The average fixed rate on a 15-year mortgage fell nationally to an all-time low of 3.13 percent last week, Freddie Mac reported, while a traditional 30-year mortgage rate dipped to near-record low of 3.88 percent.

But local mortgage firms say low interest rates don’t always mean a big boost to business because broader economic issues are keeping large parts of the population from seeking or qualifying for loans. The country and Indiana have seen job gains in recent months, but unemployment remains high, with the jobless rate at 8.3 percent nationally and at 9 percent in Indiana.

When people are insecure with their job situation, they aren't likely to make big financial decisions.

“There is a tremendous amount of opportunity out there for refinancing and purchasing, but because of the unemployment, a lot of those people don’t qualify for loans today,” said Craig Royal, CEO of Indianapolis-based Royal United Mortgage LLC.

Royal United is seeing slow, steady expansion, Royal said, but not the robust growth many industry players saw prior to the recession. 

Royal co-founded the mortgage firm in 2008 with 22 employees. Last August, the company announced plans to expand its local operations by adding 140 employees by the end of 2013, bringing employment to nearly 300. Royal United now has 218 employees and is about halfway to its job-creation goal, Royal said.

Royal was chief financial officer at Oak Street Financial Services LLC from 1999 to 2007. Oak Street, which specialized in non-conforming loans, was one of the area’s fastest-growing companies for almost a decade and had more than 700 employees at its peak.

Oak Street filed for Chapter 11 reorganization in 2007 amid the subprime lending meltdown after selling most of its assets to Kansas City, Mo.-based Novastar Financial.

Unlike Oak Street, Royal United is a conventional lender, which limits its market, Royal said.

“It’s a much more competitive environment than at Oak Street,” he said. “The pool of available borrowers is smaller. At Oak Street, you could find any product to fit a borrower. The guidelines are different today.”

Still, Royal United and another local, fast-growing mortgage firm, Stonegate Mortgage, are having success, partly because several mortgage players exited the market during the housing crisis.

About 65 percent of their business comes from new home purchases and 35 percent through refinancing.

Stonegate Mortgage was founded in 2005 and does residential mortgage work, such as processing and underwriting loans; managing escrow accounts; and purchasing mortgages from financial institutions.

The firm was based in Fishers before moving its headquarters last year to The Precedent office park near Keystone Avenue and East 96th Street in Indianapolis, to accommodate a planned expansion.

In December 2010, Stonegate pledged to hire 300 workers by 2015 and expects to add 100 of those by the end of this year, CEO Jim Cutillo said.

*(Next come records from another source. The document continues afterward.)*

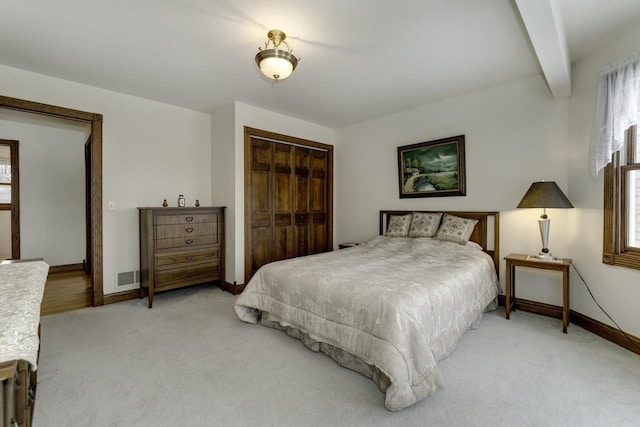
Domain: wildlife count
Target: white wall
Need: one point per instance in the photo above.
(515, 134)
(223, 140)
(151, 151)
(617, 289)
(52, 185)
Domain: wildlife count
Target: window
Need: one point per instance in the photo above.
(622, 205)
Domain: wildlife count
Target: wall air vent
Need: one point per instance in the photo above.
(128, 278)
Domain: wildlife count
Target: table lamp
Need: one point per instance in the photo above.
(544, 194)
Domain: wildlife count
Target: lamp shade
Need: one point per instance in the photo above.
(276, 64)
(544, 194)
(274, 61)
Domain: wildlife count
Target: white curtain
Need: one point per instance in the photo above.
(617, 107)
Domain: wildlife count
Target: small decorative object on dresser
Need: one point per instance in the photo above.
(180, 247)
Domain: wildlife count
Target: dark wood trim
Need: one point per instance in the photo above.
(235, 289)
(95, 120)
(601, 329)
(14, 206)
(121, 296)
(44, 109)
(607, 332)
(65, 268)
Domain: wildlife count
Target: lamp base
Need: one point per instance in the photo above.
(544, 257)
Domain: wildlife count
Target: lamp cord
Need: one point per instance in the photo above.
(603, 310)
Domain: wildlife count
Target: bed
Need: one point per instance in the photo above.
(21, 290)
(390, 308)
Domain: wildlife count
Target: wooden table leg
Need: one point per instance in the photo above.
(565, 300)
(507, 303)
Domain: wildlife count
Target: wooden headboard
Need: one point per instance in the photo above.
(486, 233)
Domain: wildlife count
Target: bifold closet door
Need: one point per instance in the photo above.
(287, 206)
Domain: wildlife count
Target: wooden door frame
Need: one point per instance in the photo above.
(95, 121)
(267, 135)
(15, 195)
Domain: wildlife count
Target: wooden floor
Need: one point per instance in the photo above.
(65, 291)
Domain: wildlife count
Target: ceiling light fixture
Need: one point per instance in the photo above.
(275, 62)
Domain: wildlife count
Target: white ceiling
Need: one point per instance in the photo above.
(360, 59)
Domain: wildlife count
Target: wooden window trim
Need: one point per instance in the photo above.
(615, 250)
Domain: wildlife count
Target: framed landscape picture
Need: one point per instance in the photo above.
(432, 169)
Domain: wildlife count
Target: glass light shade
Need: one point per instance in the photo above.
(276, 64)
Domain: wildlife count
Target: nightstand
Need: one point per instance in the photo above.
(520, 260)
(347, 245)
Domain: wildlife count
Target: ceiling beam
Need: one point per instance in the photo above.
(542, 21)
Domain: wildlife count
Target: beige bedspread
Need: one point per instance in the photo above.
(399, 304)
(21, 290)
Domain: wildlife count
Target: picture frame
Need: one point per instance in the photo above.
(433, 168)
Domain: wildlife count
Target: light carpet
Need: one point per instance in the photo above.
(190, 362)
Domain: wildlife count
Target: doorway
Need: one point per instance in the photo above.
(94, 180)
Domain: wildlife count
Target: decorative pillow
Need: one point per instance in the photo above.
(424, 224)
(456, 229)
(398, 225)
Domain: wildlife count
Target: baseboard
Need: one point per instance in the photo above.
(235, 289)
(121, 296)
(595, 326)
(65, 268)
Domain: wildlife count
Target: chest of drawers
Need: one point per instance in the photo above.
(180, 247)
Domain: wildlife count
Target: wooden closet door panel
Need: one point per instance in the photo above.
(261, 206)
(288, 198)
(318, 202)
(282, 201)
(301, 200)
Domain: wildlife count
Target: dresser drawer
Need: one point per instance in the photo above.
(185, 230)
(198, 273)
(180, 247)
(186, 242)
(187, 218)
(177, 258)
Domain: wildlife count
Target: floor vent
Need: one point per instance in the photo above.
(128, 278)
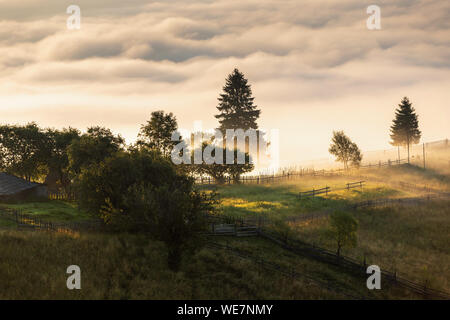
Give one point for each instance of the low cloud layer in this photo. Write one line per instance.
(314, 65)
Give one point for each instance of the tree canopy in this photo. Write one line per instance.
(236, 108)
(345, 150)
(157, 132)
(405, 127)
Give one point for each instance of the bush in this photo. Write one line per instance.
(141, 191)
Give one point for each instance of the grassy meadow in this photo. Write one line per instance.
(410, 239)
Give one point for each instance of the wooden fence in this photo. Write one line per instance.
(287, 175)
(264, 230)
(355, 266)
(34, 222)
(287, 272)
(326, 190)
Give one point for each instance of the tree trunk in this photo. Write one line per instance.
(408, 152)
(174, 258)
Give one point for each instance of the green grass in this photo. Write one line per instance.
(413, 240)
(52, 210)
(281, 200)
(132, 267)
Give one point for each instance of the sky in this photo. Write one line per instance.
(314, 66)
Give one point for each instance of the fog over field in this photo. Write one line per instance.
(311, 65)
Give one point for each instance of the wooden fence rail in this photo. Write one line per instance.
(261, 179)
(326, 190)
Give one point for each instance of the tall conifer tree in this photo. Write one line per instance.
(405, 127)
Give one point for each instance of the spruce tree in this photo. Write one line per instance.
(405, 127)
(236, 107)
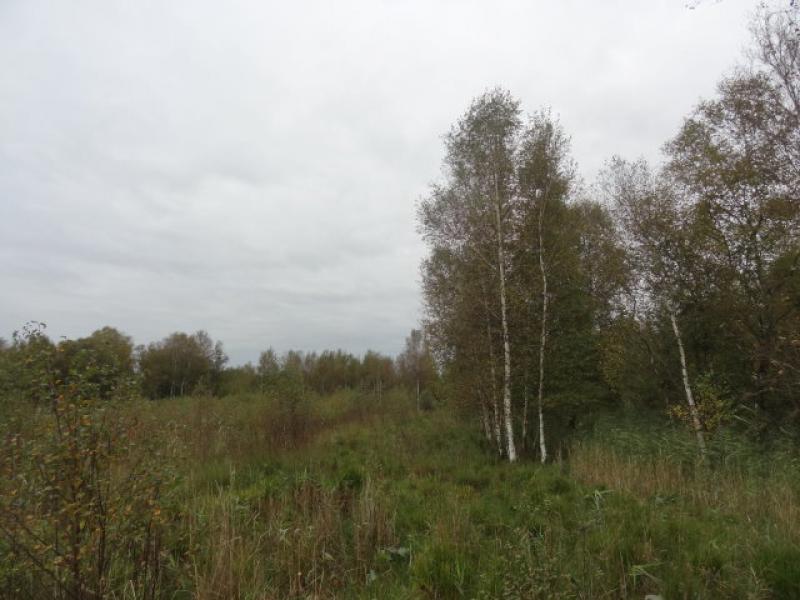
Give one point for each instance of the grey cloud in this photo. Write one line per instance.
(252, 168)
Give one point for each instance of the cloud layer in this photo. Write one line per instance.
(252, 168)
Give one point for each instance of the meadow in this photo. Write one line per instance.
(351, 496)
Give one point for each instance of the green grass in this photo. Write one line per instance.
(380, 501)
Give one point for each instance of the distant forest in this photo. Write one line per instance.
(675, 288)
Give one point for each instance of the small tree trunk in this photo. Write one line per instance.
(507, 416)
(543, 334)
(525, 411)
(693, 412)
(487, 428)
(493, 374)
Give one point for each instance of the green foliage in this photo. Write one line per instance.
(81, 491)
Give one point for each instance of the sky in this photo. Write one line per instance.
(253, 168)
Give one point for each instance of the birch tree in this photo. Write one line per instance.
(472, 212)
(662, 255)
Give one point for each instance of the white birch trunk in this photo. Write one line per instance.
(487, 429)
(525, 411)
(509, 425)
(693, 412)
(543, 335)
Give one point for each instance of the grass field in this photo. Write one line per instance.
(348, 497)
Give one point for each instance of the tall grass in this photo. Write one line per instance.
(352, 496)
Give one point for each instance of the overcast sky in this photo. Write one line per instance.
(252, 168)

With $15.4 million in revenue at the end of 2010, the firm was the second-fastest growing company in the Indianapolis area, according to IBJ statistics. Its grew revenue 491 percent from the previous three years.

Much of the growth can be attributed to Stonegate’s expansion into 26 states. It plans to enter nine more by the end of June.

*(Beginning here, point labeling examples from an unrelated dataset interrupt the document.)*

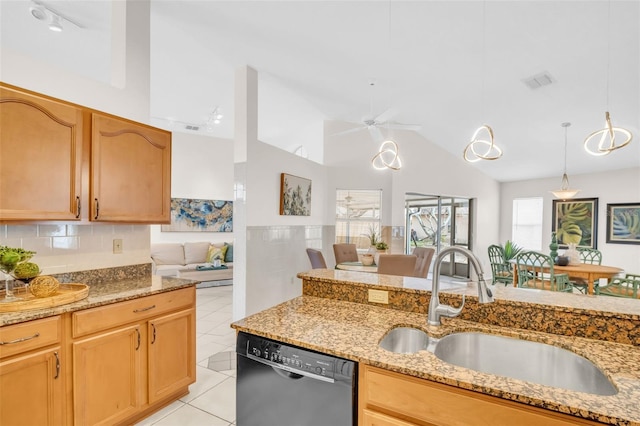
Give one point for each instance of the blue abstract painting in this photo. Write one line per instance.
(191, 215)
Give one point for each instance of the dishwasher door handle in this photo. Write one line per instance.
(286, 368)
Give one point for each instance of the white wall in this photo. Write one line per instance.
(621, 186)
(426, 169)
(201, 168)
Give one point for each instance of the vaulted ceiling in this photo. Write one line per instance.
(448, 66)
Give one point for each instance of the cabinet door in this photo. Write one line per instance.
(172, 357)
(40, 157)
(32, 389)
(106, 377)
(130, 171)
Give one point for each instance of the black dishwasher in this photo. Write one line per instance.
(284, 385)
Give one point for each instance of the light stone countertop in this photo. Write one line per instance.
(353, 330)
(104, 293)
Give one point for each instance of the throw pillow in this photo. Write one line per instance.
(216, 253)
(229, 256)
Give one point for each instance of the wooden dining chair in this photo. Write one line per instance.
(501, 271)
(397, 264)
(535, 270)
(317, 259)
(423, 261)
(345, 253)
(592, 257)
(623, 287)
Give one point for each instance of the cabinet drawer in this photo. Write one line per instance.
(109, 316)
(29, 335)
(421, 401)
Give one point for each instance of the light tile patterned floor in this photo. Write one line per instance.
(212, 399)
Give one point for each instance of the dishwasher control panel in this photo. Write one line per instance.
(292, 358)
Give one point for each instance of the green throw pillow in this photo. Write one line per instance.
(216, 253)
(229, 256)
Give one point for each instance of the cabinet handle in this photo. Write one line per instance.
(138, 332)
(148, 308)
(57, 365)
(21, 339)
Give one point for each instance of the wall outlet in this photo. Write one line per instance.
(117, 246)
(379, 296)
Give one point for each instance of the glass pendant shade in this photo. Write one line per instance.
(564, 192)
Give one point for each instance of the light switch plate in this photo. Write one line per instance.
(379, 296)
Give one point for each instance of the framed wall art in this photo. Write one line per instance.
(576, 221)
(295, 195)
(193, 215)
(623, 223)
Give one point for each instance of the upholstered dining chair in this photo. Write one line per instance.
(423, 261)
(501, 271)
(535, 270)
(317, 259)
(345, 253)
(397, 264)
(592, 257)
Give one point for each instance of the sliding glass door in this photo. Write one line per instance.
(439, 221)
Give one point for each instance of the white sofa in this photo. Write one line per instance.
(182, 260)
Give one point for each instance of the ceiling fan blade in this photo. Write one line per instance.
(346, 132)
(386, 115)
(376, 134)
(400, 126)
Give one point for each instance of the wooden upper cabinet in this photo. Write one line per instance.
(130, 171)
(40, 157)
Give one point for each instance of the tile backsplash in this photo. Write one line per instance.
(78, 247)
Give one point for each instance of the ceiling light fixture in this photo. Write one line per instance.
(387, 157)
(607, 143)
(43, 12)
(564, 192)
(55, 25)
(482, 149)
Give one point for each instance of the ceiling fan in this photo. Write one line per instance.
(380, 121)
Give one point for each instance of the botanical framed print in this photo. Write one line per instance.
(576, 221)
(193, 215)
(295, 195)
(623, 223)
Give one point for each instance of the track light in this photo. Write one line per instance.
(55, 25)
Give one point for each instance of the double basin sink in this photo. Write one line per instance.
(525, 360)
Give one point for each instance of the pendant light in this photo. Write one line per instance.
(564, 192)
(482, 149)
(607, 143)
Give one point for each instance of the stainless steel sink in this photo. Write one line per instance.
(525, 360)
(405, 340)
(505, 356)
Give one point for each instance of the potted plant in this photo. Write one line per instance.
(381, 248)
(511, 250)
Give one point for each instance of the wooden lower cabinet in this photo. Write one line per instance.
(172, 355)
(386, 398)
(124, 371)
(106, 377)
(32, 389)
(31, 379)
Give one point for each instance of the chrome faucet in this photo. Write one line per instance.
(436, 310)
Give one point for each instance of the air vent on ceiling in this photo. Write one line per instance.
(538, 80)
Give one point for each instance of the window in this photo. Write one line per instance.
(526, 230)
(357, 214)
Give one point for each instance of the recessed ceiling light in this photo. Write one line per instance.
(38, 12)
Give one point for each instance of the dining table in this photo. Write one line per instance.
(586, 271)
(357, 266)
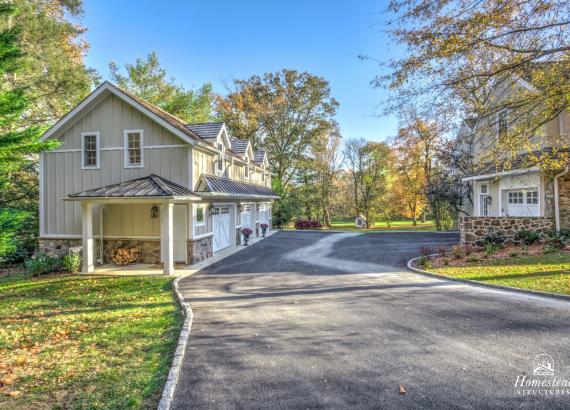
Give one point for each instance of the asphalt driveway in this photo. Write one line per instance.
(322, 320)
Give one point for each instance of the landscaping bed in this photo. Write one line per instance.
(543, 265)
(70, 341)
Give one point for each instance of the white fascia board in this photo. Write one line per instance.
(500, 174)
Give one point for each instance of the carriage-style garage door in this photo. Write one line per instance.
(221, 227)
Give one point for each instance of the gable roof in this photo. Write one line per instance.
(169, 121)
(239, 146)
(259, 156)
(229, 187)
(149, 186)
(208, 130)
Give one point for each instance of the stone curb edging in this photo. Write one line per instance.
(483, 284)
(173, 374)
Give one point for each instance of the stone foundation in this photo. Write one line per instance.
(57, 247)
(150, 249)
(200, 249)
(474, 228)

“We’re seeing some pick-up in our business from the lower rates and the [mortgage insurance] premiums being lowered,” Cutillo said. “But some of that pick-up is because some of the other lenders have exited the business. We’re grabbing market share because we’re a non-bank and we have the capital.”

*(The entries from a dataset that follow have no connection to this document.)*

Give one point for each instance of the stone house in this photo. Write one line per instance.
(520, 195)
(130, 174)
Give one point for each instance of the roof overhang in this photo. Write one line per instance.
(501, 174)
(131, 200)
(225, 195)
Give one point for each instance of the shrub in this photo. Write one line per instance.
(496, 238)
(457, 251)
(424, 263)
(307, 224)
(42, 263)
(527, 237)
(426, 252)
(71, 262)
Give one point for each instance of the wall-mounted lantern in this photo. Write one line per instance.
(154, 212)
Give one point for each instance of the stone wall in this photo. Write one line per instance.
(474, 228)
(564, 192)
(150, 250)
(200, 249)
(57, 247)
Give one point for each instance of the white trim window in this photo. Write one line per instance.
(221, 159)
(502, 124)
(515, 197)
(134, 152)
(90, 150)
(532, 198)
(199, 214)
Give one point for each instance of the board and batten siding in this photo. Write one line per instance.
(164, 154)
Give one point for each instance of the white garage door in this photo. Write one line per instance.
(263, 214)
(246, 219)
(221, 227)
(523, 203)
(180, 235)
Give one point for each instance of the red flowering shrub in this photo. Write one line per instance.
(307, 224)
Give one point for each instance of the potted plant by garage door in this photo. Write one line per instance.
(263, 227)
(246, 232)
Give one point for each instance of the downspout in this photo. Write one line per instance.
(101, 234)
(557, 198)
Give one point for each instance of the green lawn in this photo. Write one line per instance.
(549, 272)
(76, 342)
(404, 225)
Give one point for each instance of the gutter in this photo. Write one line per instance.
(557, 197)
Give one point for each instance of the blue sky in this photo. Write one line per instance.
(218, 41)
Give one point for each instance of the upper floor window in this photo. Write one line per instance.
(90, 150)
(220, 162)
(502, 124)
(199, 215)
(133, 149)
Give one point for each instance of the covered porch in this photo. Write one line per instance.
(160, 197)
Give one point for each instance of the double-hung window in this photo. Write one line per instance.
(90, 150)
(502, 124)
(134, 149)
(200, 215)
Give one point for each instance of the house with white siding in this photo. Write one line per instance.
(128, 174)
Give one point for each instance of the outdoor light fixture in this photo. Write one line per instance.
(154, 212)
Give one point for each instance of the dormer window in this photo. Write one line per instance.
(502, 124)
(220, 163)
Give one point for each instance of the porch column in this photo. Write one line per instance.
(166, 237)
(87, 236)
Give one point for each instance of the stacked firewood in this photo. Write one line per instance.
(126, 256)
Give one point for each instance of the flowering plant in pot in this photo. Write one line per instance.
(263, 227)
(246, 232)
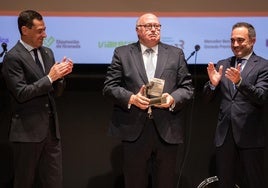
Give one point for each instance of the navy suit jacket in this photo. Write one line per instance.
(126, 75)
(241, 109)
(31, 94)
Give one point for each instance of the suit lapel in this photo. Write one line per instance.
(29, 61)
(161, 60)
(249, 66)
(138, 62)
(45, 58)
(231, 84)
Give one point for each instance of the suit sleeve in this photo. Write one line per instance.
(184, 92)
(17, 76)
(113, 84)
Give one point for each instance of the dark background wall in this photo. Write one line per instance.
(91, 158)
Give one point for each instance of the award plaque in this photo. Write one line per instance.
(154, 90)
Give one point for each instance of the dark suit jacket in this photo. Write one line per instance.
(31, 94)
(242, 109)
(126, 75)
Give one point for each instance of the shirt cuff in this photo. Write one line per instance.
(171, 108)
(49, 79)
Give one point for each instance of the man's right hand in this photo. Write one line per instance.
(139, 99)
(213, 74)
(59, 70)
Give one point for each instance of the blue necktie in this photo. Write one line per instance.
(149, 67)
(37, 60)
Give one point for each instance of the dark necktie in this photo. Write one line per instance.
(37, 60)
(242, 62)
(150, 69)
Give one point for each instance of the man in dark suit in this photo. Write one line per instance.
(240, 130)
(151, 135)
(33, 79)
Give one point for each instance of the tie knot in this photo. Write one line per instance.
(240, 60)
(149, 51)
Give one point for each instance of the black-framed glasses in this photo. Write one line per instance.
(150, 26)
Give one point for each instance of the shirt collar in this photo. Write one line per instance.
(27, 46)
(143, 48)
(247, 56)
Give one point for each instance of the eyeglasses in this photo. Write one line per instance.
(150, 26)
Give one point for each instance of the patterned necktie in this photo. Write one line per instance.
(242, 62)
(149, 66)
(37, 60)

On March 6, the Federal Housing Administration said it will lower mortgage insurance premiums for borrowers who refinance their loans as part of the federal government's plan to boost the housing market.

Under the plan, the FHA will reduce up-front premiums to 0.01 percent of the total loan amount from 1 percent. Annual fees will be cut to 0.55 percent from 1.15 percent for borrowers with FHA loans made before June 1, 2009.

Another mortgage-assistance initiative, the Home Affordable Refinance Program, or HARP, gives underwater borrowers the opportunity to refinance their homes, even if they owe up to 125 percent of the value of the home.

Many banks aren’t promoting the program because they’ve shed some of their mortgage business following the housing crisis, Cutillo said.

“We believe it has merit,” he said, “but we’re a non-bank.”